По причинам, в которые я не стану
вдаваться, это представляется мне роковой ошибкой. Как и всякое искусство, миф
и волшебная сказка должны содержать в себе моральные и религиозные принципы (не
важно, истинные или ошибочные), однако нельзя, чтобы они выпирали, имели ту же
форму, что и в "первичном", реальном мире.
В незапамятные времена (с тех пор
много воды утекло) я намеревался сочинить цикл более или менее связанных между
собой легенд, от космогонических до сказочно-романтических (первые получали бы
от вторых некоторую "приземленность", а последние приобретали толику
великолепия первых), и хотел посвятить эти легенды моей стране, моей Англии. По
манере изложения легенды должны были соответствовать нашим традициям (под
"нашими" я разумею Северо-Западную Европу в противовес Эгейскому
побережью, Италии и Европе Восточной) и обладать, если у меня получится, неким
неизъяснимым очарованием, которое кое-кто именует "кельтским" (хотя в
исконно кельтских преданиях оно встречается весьма редко); затем их следовало
сделать "высокими", то есть избавить от всякой вульгарности и
грубости, каковые вовсе не подобают стране, давшей миру столько великих поэтов.
Главные события я собирался изложить во всех подробностях, а прочие изобразить
двумя-тремя мазками. Цикл должен был представлять собой единое целое и в то же
время производить впечатление незаконченности, чтобы и другие - не только
писатели, но и художники, музыканты, драматурги - могли поучаствовать в его
создании. Смешно, не правда ли? Наивно и смешно.
Разумеется, столь великая цель
возникла не сразу. Ей предшествовали сюжеты, приходившие ко мне с детства; чем
больше их становилось, тем явственнее проступали связи. Несмотря на то, что
меня постоянно отвлекали (сначала домашние заботы, потом учеба и работа), я
продолжал их записывать, чувствуя при этом, что лишь "фиксирую"
существующее в действительности, а вовсе не "изобретаю".
Не люблю Аллегорию, тем более
возникшую не случайно, созданную совершенно сознательно, - однако всякая
попытка объяснить содержание мифа или волшебной сказки требует аллегорического
языка. И, естественно, чем больше в произведении "жизни", тем легче
оно поддается аллегорическому истолкованию; тогда как чем лучше явная
аллегория, тем ближе она к "обыкновенным" произведениям. Так или
иначе, перед нами всегда три проблемы - Грехопадение, Смерть и Машина. Падение
неизбежно, хотя происходить может по-разному. Смерть оказывает несомненное
влияние на искусство и на творческую (наверное, следует сказать субтворческую)

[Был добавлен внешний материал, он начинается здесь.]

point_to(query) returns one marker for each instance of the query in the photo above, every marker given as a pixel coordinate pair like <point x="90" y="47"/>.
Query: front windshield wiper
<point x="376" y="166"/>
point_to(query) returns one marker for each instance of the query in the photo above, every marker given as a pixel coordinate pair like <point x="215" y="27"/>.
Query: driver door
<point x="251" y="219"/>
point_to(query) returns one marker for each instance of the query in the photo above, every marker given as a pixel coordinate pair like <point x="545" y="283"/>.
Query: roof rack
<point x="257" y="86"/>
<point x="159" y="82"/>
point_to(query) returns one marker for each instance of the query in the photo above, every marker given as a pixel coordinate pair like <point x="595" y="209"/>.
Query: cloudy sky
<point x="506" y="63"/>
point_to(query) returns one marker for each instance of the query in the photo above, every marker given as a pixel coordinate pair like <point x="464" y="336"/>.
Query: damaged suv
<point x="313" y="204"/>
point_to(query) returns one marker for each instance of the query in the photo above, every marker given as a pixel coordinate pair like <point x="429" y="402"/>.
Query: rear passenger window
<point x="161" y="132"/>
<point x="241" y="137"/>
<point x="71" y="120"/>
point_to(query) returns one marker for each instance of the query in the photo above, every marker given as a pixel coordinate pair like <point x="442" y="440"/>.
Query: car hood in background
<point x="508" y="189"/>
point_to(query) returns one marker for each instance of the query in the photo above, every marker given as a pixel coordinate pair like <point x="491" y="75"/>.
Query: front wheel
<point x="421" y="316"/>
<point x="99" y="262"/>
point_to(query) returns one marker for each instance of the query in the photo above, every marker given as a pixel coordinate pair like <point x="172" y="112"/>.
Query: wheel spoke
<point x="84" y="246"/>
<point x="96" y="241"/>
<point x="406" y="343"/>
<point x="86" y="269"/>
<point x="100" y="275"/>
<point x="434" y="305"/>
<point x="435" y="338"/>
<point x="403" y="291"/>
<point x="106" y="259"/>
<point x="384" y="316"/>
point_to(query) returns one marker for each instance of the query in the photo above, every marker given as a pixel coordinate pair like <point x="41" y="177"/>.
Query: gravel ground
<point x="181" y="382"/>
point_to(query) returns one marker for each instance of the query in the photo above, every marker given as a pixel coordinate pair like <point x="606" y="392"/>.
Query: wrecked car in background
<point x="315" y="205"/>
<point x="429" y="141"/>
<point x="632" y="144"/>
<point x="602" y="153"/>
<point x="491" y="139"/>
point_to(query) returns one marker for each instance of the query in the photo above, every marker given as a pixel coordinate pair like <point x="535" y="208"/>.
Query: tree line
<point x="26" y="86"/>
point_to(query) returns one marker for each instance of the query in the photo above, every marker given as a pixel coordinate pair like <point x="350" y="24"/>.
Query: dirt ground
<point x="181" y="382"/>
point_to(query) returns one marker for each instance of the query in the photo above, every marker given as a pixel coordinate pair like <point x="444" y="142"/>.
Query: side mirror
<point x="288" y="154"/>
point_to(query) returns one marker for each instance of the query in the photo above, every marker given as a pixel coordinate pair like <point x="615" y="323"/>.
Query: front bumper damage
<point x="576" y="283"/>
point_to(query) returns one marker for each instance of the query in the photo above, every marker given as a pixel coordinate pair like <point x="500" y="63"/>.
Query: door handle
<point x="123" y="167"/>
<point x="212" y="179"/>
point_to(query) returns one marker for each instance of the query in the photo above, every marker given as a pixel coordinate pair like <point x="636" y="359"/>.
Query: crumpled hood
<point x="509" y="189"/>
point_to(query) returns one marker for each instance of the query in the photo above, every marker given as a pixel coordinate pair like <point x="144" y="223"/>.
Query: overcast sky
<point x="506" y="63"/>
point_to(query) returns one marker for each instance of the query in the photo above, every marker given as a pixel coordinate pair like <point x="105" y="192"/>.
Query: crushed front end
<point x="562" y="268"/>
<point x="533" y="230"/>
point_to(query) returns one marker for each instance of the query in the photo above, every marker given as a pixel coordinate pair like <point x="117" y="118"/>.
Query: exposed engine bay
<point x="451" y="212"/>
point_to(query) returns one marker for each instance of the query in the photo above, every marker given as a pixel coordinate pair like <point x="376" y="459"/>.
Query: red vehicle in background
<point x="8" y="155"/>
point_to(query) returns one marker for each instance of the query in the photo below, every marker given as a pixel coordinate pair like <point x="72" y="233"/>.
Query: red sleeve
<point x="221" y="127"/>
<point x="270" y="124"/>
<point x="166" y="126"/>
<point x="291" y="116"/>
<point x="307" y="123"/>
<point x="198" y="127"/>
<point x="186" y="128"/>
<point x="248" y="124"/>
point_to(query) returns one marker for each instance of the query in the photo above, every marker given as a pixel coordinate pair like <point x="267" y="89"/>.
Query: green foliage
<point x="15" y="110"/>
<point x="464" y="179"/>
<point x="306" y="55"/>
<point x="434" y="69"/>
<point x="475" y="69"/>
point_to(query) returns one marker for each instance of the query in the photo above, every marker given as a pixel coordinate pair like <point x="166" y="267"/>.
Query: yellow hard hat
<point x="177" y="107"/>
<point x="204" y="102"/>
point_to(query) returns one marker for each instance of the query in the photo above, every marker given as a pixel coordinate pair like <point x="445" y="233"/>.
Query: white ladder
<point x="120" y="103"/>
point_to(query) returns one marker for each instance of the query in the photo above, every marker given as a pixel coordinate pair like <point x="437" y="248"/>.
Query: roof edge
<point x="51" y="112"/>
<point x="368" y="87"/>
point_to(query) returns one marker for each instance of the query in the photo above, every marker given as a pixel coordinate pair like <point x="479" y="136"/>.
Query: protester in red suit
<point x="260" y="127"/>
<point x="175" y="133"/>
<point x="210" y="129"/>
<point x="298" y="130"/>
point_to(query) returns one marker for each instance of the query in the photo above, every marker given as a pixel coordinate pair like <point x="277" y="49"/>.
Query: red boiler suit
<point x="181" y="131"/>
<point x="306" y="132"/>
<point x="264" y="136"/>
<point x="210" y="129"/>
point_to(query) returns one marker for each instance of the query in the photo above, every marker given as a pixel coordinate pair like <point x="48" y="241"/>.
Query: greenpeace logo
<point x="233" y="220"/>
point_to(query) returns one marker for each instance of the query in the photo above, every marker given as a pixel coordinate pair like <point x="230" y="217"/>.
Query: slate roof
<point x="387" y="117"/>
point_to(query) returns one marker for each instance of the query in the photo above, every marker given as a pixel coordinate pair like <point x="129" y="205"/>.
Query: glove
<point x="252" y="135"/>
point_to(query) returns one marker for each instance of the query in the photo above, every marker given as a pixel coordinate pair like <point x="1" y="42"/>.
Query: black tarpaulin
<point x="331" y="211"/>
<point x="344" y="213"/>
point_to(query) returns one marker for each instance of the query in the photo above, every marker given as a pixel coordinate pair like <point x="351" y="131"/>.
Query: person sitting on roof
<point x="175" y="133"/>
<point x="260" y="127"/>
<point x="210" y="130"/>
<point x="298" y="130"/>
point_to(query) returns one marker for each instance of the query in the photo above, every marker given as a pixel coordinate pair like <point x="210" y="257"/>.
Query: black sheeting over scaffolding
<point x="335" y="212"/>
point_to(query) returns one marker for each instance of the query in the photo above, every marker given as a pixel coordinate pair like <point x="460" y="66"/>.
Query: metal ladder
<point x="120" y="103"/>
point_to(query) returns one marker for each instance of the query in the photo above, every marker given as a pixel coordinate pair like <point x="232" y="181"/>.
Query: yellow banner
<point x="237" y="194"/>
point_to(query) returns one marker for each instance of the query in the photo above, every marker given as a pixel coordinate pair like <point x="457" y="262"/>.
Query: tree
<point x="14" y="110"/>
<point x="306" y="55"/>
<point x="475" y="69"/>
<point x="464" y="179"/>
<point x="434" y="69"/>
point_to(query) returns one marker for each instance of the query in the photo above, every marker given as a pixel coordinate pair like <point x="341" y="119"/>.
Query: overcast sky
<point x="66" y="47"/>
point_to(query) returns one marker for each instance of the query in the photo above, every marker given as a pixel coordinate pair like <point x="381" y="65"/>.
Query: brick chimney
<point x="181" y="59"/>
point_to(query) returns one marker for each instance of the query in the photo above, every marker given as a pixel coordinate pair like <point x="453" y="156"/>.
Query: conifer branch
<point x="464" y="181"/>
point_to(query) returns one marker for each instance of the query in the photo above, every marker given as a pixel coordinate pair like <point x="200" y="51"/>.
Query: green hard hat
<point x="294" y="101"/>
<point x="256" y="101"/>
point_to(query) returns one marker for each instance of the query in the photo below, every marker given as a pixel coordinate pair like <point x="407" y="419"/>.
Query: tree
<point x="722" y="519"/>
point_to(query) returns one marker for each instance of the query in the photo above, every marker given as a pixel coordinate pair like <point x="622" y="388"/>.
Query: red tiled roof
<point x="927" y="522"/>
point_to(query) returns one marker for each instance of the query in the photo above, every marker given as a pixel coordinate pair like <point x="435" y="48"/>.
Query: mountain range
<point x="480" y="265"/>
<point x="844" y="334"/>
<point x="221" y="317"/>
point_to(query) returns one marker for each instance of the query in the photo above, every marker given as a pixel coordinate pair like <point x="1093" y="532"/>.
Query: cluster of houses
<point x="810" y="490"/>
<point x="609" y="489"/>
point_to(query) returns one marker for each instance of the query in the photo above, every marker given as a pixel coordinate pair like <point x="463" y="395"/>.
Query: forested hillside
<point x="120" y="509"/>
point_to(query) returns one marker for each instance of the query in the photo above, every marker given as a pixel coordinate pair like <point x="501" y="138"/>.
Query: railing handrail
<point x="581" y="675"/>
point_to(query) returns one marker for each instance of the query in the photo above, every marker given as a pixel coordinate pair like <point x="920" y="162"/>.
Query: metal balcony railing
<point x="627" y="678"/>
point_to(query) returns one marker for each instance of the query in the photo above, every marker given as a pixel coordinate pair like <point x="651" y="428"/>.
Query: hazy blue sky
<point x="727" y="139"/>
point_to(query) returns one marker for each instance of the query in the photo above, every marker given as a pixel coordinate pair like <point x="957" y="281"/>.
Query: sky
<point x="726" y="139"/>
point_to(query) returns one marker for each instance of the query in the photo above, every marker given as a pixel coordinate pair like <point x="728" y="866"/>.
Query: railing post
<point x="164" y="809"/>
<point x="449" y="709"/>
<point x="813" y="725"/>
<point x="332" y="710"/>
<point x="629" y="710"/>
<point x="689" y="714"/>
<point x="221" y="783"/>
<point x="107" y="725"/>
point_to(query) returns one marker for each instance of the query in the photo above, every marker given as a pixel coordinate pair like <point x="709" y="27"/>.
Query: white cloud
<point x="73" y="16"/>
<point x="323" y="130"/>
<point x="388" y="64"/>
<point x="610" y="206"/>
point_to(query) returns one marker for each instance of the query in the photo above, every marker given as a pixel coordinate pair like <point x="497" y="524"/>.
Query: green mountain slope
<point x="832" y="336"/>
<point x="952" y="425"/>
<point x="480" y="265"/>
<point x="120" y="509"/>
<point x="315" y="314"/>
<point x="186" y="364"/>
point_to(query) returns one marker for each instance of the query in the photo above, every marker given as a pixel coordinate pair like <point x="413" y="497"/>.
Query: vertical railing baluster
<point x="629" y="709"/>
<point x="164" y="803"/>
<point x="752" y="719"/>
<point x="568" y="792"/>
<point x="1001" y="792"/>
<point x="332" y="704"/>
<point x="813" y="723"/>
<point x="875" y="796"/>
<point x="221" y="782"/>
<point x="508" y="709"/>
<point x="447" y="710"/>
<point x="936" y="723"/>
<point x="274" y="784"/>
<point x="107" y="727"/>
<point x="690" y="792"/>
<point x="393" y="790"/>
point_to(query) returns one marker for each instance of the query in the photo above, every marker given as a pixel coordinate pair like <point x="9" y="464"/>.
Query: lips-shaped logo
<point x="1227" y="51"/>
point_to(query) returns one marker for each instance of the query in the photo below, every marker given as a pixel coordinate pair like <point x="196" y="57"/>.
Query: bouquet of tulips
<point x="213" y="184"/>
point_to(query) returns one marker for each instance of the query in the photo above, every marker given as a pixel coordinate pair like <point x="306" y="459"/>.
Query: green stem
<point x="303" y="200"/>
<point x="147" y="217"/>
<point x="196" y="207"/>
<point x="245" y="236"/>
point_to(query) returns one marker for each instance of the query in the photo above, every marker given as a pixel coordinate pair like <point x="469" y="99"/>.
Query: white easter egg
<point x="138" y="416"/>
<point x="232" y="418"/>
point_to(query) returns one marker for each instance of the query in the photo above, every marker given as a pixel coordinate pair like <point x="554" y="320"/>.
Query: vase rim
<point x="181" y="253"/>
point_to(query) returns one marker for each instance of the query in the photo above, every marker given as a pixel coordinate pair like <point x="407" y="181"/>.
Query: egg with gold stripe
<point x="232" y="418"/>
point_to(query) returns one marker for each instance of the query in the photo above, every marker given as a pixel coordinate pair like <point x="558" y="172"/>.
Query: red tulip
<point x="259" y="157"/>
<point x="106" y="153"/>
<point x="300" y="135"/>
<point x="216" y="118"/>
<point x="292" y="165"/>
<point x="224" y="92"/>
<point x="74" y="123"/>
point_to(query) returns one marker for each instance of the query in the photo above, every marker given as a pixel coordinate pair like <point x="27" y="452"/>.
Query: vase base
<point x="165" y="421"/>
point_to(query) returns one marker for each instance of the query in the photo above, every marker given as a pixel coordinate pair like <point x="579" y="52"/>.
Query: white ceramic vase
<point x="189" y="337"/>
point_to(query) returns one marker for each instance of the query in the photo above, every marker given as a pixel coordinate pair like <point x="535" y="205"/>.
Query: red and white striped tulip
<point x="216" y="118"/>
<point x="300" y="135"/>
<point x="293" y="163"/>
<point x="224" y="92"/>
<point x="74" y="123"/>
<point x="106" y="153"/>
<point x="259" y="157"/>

способность, которая, похоже, никак не связана с физиологией. Эта способность
проистекает из страстной любви к реальному, "первичному" миру и
позволяет создавать новые варианты "грехопадения". Может случиться
так, что творческая способность станет одержимостью, болезненной привязанностью
к тому, что создано "собственными руками"; что создатель вторичного
мира пожелает стать верховным божеством своего творения. Он восстанет против
Творца и установленных тем законов - в первую очередь, против Смерти. Отсюда
рукой подать до жажды Власти, до стремления как можно быстрее осуществить свои
желания, а следовательно - и до Машины (Магии). Под последней я разумею
применение внешних средств вместо того, чтобы обратиться к внутренним силам, а
также использование этих внутренних сил в недобрых целях. Проутюжить мир,
словно бульдозером, подчинить себе волю других... Проблема Машины выросла из
проблемы Магии.
В своих легендах я нечасто прибегаю
к "магии": эльфийская королева Галадриэль укоряет хоббитов за то, что
они обозначают этим словом и происки Врага, и действия эльфов. Жаль, что в
человеческом языке нет слова, которое позволило бы подчеркнуть разницу между
той и другой магией. Впрочем, мои эльфы всячески стараются показать, что их
магия - другая. Это Искусство, лишенное множества ограничений, какими его
наделили люди; искусство свободное, смелое, совершенное (ибо предмет и образ
существуют в нем как единое целое). И цель такого искусства - не Власть, а
Вторичный мир - создается не для того, чтобы покорить и перекроить Первичный.
Эльфы бессмертны - по крайней мере, если и погибнут, то вместе с мирозданием,
поэтому сильнее озабочены тяготами бессмертия, чем бременем смертности. Враг
же, который возрождается всякий раз в новом обличье, помышляет, естественно,
лишь о Власти, а посему является властелином магии и машин".